An interest in Chinese AI and its social emanations could be motivated simply by an interest in the state of the world. But as a transhumanist and long-term reader of Less Wrong, of course a major reason I take an interest in Chinese AI, is because it has some chance of being the context in which superintelligent AI arises. My take on AI safety is more about solving alignment than stopping the technology, and so I would like to know, for each of the Chinese AI majors, what their safety philosophy and methodology is, which part of the development team works on alignment (whatever they may call it), and so on.
GPT-5 has supplied me with a very preliminary overview of frontier model “specs, use and safety” for six big Chinese AI companies (Baidu, Alibaba, Tencent, Zhipu, 01.AI, DeepSeek). This joins some earlier posts of mine on the Chinese AI scene and mottos for American and Chinese AIs. All these posts are sketchy, amateur work, done in a rush, and yet I don’t see anything better here. (My post on the Chinese AI scene links to a few Substacks which monitor the state of Chinese AI in a more professional way.)

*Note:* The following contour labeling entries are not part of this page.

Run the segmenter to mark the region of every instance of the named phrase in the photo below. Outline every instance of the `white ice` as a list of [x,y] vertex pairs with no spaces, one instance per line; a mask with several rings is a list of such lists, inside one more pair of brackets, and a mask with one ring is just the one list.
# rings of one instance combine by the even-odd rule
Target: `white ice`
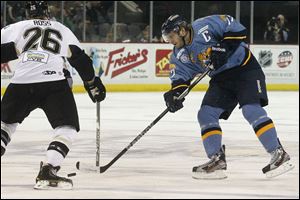
[[[164,109],[162,92],[108,93],[101,103],[101,165],[107,164]],[[266,110],[295,169],[267,179],[270,161],[238,108],[221,120],[228,178],[196,180],[192,167],[207,161],[197,112],[203,92],[191,92],[185,107],[167,113],[105,173],[77,172],[77,161],[95,163],[96,106],[76,94],[81,131],[60,175],[77,172],[71,191],[33,189],[39,162],[51,141],[51,127],[36,110],[18,127],[1,158],[2,198],[299,198],[299,92],[269,92]]]

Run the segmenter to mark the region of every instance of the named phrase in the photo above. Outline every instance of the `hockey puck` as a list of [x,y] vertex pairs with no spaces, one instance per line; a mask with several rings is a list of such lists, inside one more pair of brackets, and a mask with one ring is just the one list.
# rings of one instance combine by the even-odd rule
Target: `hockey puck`
[[72,177],[72,176],[76,176],[76,173],[74,172],[74,173],[68,174],[68,177]]

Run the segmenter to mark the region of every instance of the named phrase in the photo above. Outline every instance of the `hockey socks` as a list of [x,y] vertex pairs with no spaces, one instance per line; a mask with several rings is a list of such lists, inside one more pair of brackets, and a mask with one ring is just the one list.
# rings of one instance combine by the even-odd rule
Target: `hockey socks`
[[280,145],[273,121],[259,104],[250,104],[242,107],[243,115],[252,125],[256,136],[267,152],[271,153]]

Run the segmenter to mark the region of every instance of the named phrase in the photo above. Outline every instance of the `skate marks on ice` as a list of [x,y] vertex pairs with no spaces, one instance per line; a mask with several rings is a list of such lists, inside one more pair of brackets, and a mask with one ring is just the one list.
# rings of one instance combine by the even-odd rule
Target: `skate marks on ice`
[[[276,109],[267,110],[278,123],[279,136],[295,169],[272,180],[265,178],[261,169],[270,157],[237,110],[229,121],[221,122],[228,178],[217,181],[192,178],[192,167],[207,161],[196,121],[203,94],[193,94],[180,114],[165,116],[104,174],[76,171],[78,160],[95,164],[96,150],[95,108],[88,97],[76,95],[82,131],[59,173],[77,172],[72,177],[72,191],[33,190],[51,127],[43,113],[32,113],[1,159],[1,198],[299,198],[299,119],[295,119],[299,113],[291,106],[288,110],[284,105],[277,107],[280,102],[298,105],[294,102],[298,93],[270,93]],[[161,93],[130,95],[112,93],[108,95],[110,102],[101,104],[101,165],[114,158],[164,109]],[[124,98],[128,99],[126,104],[121,101]],[[146,104],[151,106],[143,112],[137,109]]]

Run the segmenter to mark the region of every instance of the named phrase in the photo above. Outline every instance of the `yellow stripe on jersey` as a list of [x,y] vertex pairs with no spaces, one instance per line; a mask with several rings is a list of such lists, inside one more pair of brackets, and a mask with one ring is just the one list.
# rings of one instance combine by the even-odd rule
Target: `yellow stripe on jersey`
[[248,58],[247,58],[246,61],[242,64],[242,66],[246,65],[246,64],[248,63],[248,61],[250,60],[250,58],[251,58],[251,52],[250,52],[250,50],[249,50],[249,52],[248,52]]
[[260,137],[262,134],[264,134],[266,131],[270,130],[271,128],[275,128],[273,123],[262,127],[255,134],[256,134],[257,137]]
[[223,40],[242,40],[242,39],[246,39],[247,36],[230,36],[230,37],[224,37]]
[[222,135],[222,132],[220,130],[209,131],[202,136],[202,140],[205,140],[206,138],[212,135]]

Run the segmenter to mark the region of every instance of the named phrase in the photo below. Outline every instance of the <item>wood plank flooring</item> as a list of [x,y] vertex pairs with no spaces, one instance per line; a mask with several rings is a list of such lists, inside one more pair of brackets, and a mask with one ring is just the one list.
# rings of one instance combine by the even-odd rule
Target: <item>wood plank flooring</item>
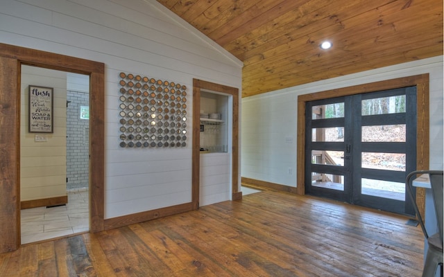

No doubt there are people here who know the nuances of Manus, Qwen, and DeepSeek, the way the rest of us might know Grok, Gemini, and Claude—people who track the eval leaderboards, for example. But for most of us, I think the world of Chinese AI is known only vaguely, as this quasi-mythical other place that is also competing in the AI race. Now, maybe the transhuman fate of the world will be decided by the interplay between Musk, Altman, Hassabis, and Amodei, and everyone else is just too far behind. Nonetheless, I think it would be a good thing if part of our community was just as familiar with the names of their Chinese counterparts, and with the avenues of information flow that shape Chinese thinking about safety and alignment.